Artificial intelligence is transforming how people work. While AI, said to drastically reduce time for work earlier used to take up hours to do, is triggering mass layoffs in companies, one Mumbai-based startup founder has a completely completely different take on AI. Mustafa Yusuf, founder of Msquare Labs in Mumbai, captured this tension in a post on X that struck a chord with some, while many opposed his opionion as well.
Yusuf described a productivity paradox - tasks that once wrapped up in half an hour now stretch to two hours, while others that used to demand a full two-hour block are now done in thirty minutes. The trade-off, he suggested, is real and unpredictable.
The post spread quickly, drawing responses from professionals who recognised the same pattern in their own work. One commenter pointed to what they called a 'debugging paradox' - AI helps developers write cleaner code upfront, but second-guessing every AI-generated suggestion ends up consuming the time saved. Another noted that AI has effectively redistributed effort rather than eliminating it. The tedious parts move faster, but more time now goes into framing prompts and setting up context before any actual work begins.

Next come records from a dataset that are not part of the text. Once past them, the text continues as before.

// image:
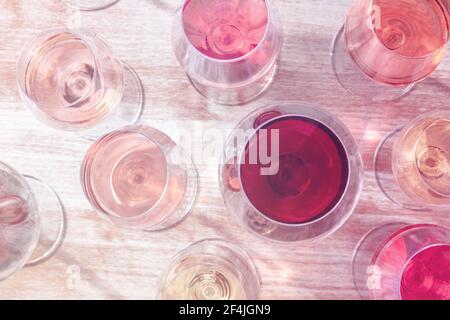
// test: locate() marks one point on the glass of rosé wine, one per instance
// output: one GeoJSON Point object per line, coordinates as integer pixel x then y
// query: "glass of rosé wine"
{"type": "Point", "coordinates": [138, 178]}
{"type": "Point", "coordinates": [386, 47]}
{"type": "Point", "coordinates": [291, 172]}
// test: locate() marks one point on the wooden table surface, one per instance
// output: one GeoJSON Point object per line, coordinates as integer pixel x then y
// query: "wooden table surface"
{"type": "Point", "coordinates": [100, 261]}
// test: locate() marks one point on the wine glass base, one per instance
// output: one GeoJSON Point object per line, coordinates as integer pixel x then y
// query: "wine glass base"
{"type": "Point", "coordinates": [190, 194]}
{"type": "Point", "coordinates": [129, 110]}
{"type": "Point", "coordinates": [53, 221]}
{"type": "Point", "coordinates": [236, 96]}
{"type": "Point", "coordinates": [385, 177]}
{"type": "Point", "coordinates": [91, 5]}
{"type": "Point", "coordinates": [364, 277]}
{"type": "Point", "coordinates": [355, 81]}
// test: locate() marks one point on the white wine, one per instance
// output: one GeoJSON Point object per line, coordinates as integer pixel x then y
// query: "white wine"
{"type": "Point", "coordinates": [71, 81]}
{"type": "Point", "coordinates": [204, 282]}
{"type": "Point", "coordinates": [210, 270]}
{"type": "Point", "coordinates": [421, 160]}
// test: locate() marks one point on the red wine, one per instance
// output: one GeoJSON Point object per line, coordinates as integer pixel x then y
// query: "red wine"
{"type": "Point", "coordinates": [312, 176]}
{"type": "Point", "coordinates": [427, 275]}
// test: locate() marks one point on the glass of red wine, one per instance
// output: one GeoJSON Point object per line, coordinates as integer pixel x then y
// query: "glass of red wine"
{"type": "Point", "coordinates": [138, 178]}
{"type": "Point", "coordinates": [385, 47]}
{"type": "Point", "coordinates": [228, 48]}
{"type": "Point", "coordinates": [91, 5]}
{"type": "Point", "coordinates": [403, 262]}
{"type": "Point", "coordinates": [32, 221]}
{"type": "Point", "coordinates": [291, 172]}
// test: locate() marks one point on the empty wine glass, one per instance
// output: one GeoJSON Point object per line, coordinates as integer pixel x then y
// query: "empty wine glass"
{"type": "Point", "coordinates": [210, 270]}
{"type": "Point", "coordinates": [138, 178]}
{"type": "Point", "coordinates": [228, 48]}
{"type": "Point", "coordinates": [403, 262]}
{"type": "Point", "coordinates": [412, 164]}
{"type": "Point", "coordinates": [385, 47]}
{"type": "Point", "coordinates": [32, 221]}
{"type": "Point", "coordinates": [90, 5]}
{"type": "Point", "coordinates": [291, 172]}
{"type": "Point", "coordinates": [72, 81]}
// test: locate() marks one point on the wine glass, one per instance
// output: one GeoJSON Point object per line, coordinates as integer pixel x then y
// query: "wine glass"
{"type": "Point", "coordinates": [138, 178]}
{"type": "Point", "coordinates": [91, 5]}
{"type": "Point", "coordinates": [412, 164]}
{"type": "Point", "coordinates": [400, 261]}
{"type": "Point", "coordinates": [228, 48]}
{"type": "Point", "coordinates": [291, 172]}
{"type": "Point", "coordinates": [385, 47]}
{"type": "Point", "coordinates": [72, 81]}
{"type": "Point", "coordinates": [211, 269]}
{"type": "Point", "coordinates": [29, 235]}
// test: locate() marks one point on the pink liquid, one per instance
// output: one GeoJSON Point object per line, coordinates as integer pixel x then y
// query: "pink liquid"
{"type": "Point", "coordinates": [427, 275]}
{"type": "Point", "coordinates": [402, 41]}
{"type": "Point", "coordinates": [125, 175]}
{"type": "Point", "coordinates": [73, 83]}
{"type": "Point", "coordinates": [225, 29]}
{"type": "Point", "coordinates": [312, 175]}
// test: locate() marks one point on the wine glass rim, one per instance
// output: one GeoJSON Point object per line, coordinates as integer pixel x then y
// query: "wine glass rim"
{"type": "Point", "coordinates": [394, 236]}
{"type": "Point", "coordinates": [405, 131]}
{"type": "Point", "coordinates": [443, 46]}
{"type": "Point", "coordinates": [269, 9]}
{"type": "Point", "coordinates": [48, 34]}
{"type": "Point", "coordinates": [350, 169]}
{"type": "Point", "coordinates": [236, 250]}
{"type": "Point", "coordinates": [88, 159]}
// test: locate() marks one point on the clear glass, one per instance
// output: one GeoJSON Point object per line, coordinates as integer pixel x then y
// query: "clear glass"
{"type": "Point", "coordinates": [228, 49]}
{"type": "Point", "coordinates": [399, 261]}
{"type": "Point", "coordinates": [138, 178]}
{"type": "Point", "coordinates": [211, 269]}
{"type": "Point", "coordinates": [71, 80]}
{"type": "Point", "coordinates": [385, 47]}
{"type": "Point", "coordinates": [23, 240]}
{"type": "Point", "coordinates": [298, 181]}
{"type": "Point", "coordinates": [91, 5]}
{"type": "Point", "coordinates": [412, 164]}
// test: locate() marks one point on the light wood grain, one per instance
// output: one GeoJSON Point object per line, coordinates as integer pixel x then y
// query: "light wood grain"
{"type": "Point", "coordinates": [125, 265]}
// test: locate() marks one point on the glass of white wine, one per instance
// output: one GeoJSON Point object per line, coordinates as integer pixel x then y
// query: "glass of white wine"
{"type": "Point", "coordinates": [412, 164]}
{"type": "Point", "coordinates": [32, 221]}
{"type": "Point", "coordinates": [71, 80]}
{"type": "Point", "coordinates": [211, 269]}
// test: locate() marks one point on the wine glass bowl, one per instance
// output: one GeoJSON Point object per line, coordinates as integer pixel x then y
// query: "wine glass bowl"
{"type": "Point", "coordinates": [421, 160]}
{"type": "Point", "coordinates": [403, 262]}
{"type": "Point", "coordinates": [21, 221]}
{"type": "Point", "coordinates": [228, 49]}
{"type": "Point", "coordinates": [385, 47]}
{"type": "Point", "coordinates": [72, 81]}
{"type": "Point", "coordinates": [311, 182]}
{"type": "Point", "coordinates": [138, 178]}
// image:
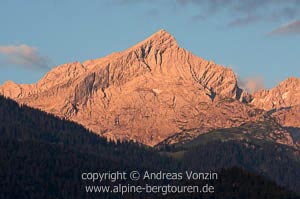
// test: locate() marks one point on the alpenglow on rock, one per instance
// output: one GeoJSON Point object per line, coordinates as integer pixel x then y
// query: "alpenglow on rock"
{"type": "Point", "coordinates": [146, 93]}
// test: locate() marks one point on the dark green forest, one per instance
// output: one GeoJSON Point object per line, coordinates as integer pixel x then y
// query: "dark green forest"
{"type": "Point", "coordinates": [43, 156]}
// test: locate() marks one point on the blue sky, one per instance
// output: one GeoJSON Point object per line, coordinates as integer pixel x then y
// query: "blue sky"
{"type": "Point", "coordinates": [259, 39]}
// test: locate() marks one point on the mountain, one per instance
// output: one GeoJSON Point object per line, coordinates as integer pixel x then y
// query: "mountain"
{"type": "Point", "coordinates": [284, 95]}
{"type": "Point", "coordinates": [283, 103]}
{"type": "Point", "coordinates": [147, 93]}
{"type": "Point", "coordinates": [43, 156]}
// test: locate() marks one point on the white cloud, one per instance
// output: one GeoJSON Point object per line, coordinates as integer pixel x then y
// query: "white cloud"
{"type": "Point", "coordinates": [287, 29]}
{"type": "Point", "coordinates": [24, 56]}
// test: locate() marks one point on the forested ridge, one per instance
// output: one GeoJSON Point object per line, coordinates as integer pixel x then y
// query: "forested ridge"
{"type": "Point", "coordinates": [43, 156]}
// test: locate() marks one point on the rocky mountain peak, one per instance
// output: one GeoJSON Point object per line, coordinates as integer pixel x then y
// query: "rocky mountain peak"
{"type": "Point", "coordinates": [145, 93]}
{"type": "Point", "coordinates": [285, 94]}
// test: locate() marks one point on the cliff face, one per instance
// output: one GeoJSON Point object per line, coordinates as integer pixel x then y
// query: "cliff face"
{"type": "Point", "coordinates": [286, 94]}
{"type": "Point", "coordinates": [147, 93]}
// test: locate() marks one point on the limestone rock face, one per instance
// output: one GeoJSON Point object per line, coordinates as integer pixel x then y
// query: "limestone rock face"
{"type": "Point", "coordinates": [286, 94]}
{"type": "Point", "coordinates": [146, 93]}
{"type": "Point", "coordinates": [283, 102]}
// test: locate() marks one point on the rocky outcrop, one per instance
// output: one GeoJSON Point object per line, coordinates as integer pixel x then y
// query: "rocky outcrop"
{"type": "Point", "coordinates": [286, 94]}
{"type": "Point", "coordinates": [146, 93]}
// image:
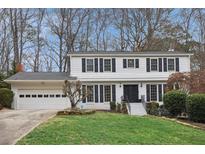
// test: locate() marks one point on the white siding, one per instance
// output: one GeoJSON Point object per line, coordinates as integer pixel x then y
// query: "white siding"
{"type": "Point", "coordinates": [125, 74]}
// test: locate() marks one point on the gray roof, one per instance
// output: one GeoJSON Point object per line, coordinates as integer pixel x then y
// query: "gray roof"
{"type": "Point", "coordinates": [41, 76]}
{"type": "Point", "coordinates": [130, 53]}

Others were more optimistic. One user said tasks they had been putting off for weeks because of their complexity were now getting done. Another reflected on the longer horizon - automating repetitive workflows takes hours upfront but pays off significantly over time.
The responses revealed a nuanced reality emerging around AI adoption -tools that promise blanket efficiency gains are, in practice, highly task-dependent. Gains in one area often surface hidden costs in another.
Yusuf's observation comes at a time when organisations are increasingly scrutinising how AI tools are actually changing the shape of work – not just whether they're being used, but what they're doing to the nature of effort, attention, and expertise required to get things done.